PHILLIPS &lt;P> TO EMPHASIZE CASH FLOW TO PARE DEBT
  Phillips Petroleum Co will emphasize
  improving its short-term cash flow this year to pare its debt,
  C.J. "Pete" Silas, chairman, told Reuters in an interview.
      "Our priority is to get cash flow increased from the assets
  already installed," he said, but he declined to estimate annual
  cash flow for 1987.
      Analysts estimate Phillips" cash flow at over one billion
  dlrs for 1987, while long term debt, which resulted from
  restructuring to find off corporate raiders in 1985, hovers
  about 5.9 billion dlrs as of December 1986.
       Silas said Phillips hope to achieve its goal by raising
  the capital expenditures budget to develop its oil and gas
  properties.
      "We plan to develop the properties with short-term high cash
  flow prospects," he said. He projected a capital expenditure
  budget of 730 mln dlrs, up from the 1986 expenditure of 655 mln
  dlrs.
      Nearly half of that will be spent on exploration and
  production, and most of that will be spend overseas, Silas
  said.
      "Phillips' top priority in 1987 will be to get the
  waterflooding in Norway and jack up the (Ekofisk) oil fields to
  improve our ability to extract oil and increase earnings," Silas
  said.
       Phillips estimates that the project, which is expected to
  cost 1.5 billion dlrs, will increase recovery by 170 mln gross
  barrels of oil over a period of 24 years.

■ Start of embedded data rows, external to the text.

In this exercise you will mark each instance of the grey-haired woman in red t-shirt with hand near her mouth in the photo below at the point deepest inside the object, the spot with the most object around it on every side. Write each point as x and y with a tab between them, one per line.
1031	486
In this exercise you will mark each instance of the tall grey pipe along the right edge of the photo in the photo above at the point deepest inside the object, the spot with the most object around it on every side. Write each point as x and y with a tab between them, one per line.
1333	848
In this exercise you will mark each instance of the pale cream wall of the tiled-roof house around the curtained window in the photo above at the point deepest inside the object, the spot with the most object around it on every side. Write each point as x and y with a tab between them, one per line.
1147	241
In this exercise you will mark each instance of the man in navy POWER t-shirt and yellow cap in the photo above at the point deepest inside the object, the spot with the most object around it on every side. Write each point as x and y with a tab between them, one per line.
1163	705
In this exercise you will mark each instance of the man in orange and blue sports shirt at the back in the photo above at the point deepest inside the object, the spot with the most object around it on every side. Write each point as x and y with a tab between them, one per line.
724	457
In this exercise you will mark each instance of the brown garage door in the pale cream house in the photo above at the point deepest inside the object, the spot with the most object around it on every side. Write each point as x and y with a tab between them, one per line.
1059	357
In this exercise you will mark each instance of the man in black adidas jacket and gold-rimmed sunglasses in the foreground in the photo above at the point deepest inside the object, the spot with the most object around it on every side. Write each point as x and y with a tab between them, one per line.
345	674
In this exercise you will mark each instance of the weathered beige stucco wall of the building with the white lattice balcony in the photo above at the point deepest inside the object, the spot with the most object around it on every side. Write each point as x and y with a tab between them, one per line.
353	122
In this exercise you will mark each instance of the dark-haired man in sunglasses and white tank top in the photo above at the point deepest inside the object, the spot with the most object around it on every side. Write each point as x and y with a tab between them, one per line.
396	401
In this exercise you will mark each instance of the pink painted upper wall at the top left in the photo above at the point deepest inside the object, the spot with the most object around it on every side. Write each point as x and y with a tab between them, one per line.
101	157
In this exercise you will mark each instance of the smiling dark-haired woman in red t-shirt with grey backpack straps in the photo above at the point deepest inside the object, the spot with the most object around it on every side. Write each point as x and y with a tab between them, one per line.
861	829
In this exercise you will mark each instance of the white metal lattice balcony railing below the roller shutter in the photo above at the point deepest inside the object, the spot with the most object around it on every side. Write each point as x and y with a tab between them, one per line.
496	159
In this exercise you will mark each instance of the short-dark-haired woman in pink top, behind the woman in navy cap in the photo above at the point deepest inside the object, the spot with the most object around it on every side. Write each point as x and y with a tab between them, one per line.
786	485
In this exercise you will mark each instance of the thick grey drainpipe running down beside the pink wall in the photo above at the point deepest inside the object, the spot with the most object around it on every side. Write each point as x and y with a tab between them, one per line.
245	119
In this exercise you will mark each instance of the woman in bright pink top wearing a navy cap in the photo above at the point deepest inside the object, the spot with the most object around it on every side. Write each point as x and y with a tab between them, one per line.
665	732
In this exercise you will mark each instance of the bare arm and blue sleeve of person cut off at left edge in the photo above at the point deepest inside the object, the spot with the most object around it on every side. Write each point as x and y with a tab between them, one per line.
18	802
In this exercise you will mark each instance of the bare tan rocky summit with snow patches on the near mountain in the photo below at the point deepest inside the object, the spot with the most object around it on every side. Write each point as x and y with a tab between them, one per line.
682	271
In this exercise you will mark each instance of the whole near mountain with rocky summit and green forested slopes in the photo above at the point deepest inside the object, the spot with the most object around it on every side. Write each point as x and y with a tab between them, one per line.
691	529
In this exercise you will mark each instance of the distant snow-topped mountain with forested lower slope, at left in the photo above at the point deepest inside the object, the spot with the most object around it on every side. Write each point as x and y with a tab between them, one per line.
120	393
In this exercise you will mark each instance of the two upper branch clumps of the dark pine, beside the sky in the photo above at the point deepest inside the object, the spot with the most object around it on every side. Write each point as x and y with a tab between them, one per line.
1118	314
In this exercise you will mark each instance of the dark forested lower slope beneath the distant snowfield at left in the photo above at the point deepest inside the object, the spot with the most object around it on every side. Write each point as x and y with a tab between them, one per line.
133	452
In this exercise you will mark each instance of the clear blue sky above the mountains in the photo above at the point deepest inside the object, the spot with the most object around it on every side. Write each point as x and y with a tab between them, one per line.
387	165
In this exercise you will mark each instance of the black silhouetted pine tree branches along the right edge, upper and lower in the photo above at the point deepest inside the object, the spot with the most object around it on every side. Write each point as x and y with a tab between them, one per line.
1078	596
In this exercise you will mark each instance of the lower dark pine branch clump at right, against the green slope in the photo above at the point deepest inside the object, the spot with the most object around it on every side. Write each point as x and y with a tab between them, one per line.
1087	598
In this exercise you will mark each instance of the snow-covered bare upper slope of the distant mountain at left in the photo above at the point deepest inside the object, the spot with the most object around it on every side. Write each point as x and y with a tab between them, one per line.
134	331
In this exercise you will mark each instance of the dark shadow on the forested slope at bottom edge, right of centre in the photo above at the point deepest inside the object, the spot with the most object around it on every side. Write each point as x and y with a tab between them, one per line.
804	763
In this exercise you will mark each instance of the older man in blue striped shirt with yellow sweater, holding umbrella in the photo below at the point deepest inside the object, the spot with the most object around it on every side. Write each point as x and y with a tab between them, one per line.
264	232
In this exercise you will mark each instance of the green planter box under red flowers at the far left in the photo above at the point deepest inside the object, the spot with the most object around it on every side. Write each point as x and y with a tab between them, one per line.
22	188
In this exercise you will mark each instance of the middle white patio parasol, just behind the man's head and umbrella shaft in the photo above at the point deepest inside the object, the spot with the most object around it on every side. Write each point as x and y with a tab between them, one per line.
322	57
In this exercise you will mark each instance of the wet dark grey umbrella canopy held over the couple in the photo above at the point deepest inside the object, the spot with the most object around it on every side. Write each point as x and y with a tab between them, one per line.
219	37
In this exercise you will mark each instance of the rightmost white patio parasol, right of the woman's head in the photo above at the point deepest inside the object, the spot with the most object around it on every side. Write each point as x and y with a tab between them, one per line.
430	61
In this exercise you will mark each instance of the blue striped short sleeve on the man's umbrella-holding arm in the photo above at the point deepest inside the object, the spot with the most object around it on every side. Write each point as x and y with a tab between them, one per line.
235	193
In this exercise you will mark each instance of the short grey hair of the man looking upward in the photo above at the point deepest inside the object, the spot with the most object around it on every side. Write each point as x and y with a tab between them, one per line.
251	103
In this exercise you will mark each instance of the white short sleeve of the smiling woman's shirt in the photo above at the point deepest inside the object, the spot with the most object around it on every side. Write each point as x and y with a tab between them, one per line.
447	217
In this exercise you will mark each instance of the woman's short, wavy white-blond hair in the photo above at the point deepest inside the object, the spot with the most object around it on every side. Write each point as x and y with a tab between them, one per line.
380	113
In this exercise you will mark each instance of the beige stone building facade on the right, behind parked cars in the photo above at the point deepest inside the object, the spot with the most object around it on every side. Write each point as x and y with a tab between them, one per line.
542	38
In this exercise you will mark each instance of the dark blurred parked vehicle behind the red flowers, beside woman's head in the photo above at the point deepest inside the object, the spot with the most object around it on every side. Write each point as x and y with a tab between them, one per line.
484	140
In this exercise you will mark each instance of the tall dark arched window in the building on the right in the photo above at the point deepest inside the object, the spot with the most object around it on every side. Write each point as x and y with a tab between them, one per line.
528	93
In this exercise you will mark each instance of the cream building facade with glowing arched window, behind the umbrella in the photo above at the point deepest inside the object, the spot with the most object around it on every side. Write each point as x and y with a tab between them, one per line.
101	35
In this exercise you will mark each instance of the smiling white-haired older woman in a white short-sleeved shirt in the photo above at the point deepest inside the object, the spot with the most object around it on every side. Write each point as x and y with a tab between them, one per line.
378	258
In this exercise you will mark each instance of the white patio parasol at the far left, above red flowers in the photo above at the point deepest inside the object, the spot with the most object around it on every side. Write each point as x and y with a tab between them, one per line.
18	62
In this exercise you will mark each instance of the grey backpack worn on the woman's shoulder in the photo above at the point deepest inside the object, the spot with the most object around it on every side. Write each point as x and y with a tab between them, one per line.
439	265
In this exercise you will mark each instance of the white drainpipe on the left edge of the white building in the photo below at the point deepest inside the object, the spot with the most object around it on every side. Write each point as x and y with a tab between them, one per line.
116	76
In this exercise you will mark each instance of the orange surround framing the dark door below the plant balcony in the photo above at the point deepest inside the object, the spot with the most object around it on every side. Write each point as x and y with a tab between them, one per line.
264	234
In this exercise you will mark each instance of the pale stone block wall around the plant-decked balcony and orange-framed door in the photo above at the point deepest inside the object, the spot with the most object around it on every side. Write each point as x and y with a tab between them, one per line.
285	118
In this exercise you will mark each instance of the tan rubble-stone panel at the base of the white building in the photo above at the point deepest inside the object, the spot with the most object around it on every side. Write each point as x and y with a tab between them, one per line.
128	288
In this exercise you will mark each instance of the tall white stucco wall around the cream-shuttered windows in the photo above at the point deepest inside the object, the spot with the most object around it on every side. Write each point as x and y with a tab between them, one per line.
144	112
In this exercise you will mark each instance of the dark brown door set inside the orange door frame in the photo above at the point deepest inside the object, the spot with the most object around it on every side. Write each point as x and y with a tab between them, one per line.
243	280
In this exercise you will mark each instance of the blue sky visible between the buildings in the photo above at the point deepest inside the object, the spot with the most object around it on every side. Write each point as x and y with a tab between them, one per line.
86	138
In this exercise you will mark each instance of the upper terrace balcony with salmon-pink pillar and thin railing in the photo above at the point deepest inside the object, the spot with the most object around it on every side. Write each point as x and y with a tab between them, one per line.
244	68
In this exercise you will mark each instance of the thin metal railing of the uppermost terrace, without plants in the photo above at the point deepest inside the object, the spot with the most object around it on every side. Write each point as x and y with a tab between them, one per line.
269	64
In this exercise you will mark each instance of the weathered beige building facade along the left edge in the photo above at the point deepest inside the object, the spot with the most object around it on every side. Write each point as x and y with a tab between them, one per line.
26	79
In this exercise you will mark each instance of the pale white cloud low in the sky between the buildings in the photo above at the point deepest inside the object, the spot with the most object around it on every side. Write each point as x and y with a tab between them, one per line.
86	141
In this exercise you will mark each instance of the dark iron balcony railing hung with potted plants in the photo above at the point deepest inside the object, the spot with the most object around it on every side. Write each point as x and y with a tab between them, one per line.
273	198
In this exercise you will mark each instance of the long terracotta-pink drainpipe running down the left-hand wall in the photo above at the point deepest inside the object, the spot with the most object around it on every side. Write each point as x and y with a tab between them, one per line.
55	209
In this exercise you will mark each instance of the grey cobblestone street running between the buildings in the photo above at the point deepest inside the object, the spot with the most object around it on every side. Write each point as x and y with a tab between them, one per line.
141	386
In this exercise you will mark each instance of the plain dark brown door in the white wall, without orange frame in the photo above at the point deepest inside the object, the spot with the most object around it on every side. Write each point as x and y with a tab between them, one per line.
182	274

      Phillips is also pursue opportunities in China where Silas
  said he was seeking "a modification of terms with the Chinese
  government to make oil discoveries (in the offshore Xijang
  fields) commercially viable."
      In the U.S. Silas said Phillips hopes to get the Point
  Arguello, Calif., field started up by the fourth quarter. "We
  expect to start up the first platform then," Silas said.
      But emphasis on short-term cash flow has also forced the
  company to part with several oil and gas assets.
      Phillips sold its interests in the T-Block in the U.K.
  North Sea and U.S. reserves totaling about 1.3 billion dlrs in
  1986 as part of a two billion dlrs asset sales program that is
  now completed, Silas said.
       "We sold high cost producing assets. They were not good
  value for us but possibly so for someone else," Silas said.
      Silas said the 1986 assets sales will not affect earnings
  for the company.
      "Everything we are doing is to manage our cash flow and we
  are using that to manage our debt. Even the asset sales, while
  regrettable, were necessary to reduce debt," Silas said.
      He said no asset sales are planned this year as long as oil
  prices don't fall sharply lower and stay at lower levels  for
  several months. "Then, everyone would be looking at sales (of
  assets), and we're no different from the others," Silas said.
      In other areas, Silas looks for improved earnings from
  Phillips chemical operations, which provided 299 mln dlrs in
  earnings for 1986, up from 219 mln dlrs in 1985.
      "This was our second best year pushed by a good supply and
  demand balance for products, low feedstocks and energy costs
  for our operations," Silas said, "In 1987 we think the market's
  supply and demand balance will be just as good but feedstock
  and energy costs will rise due to price recovery."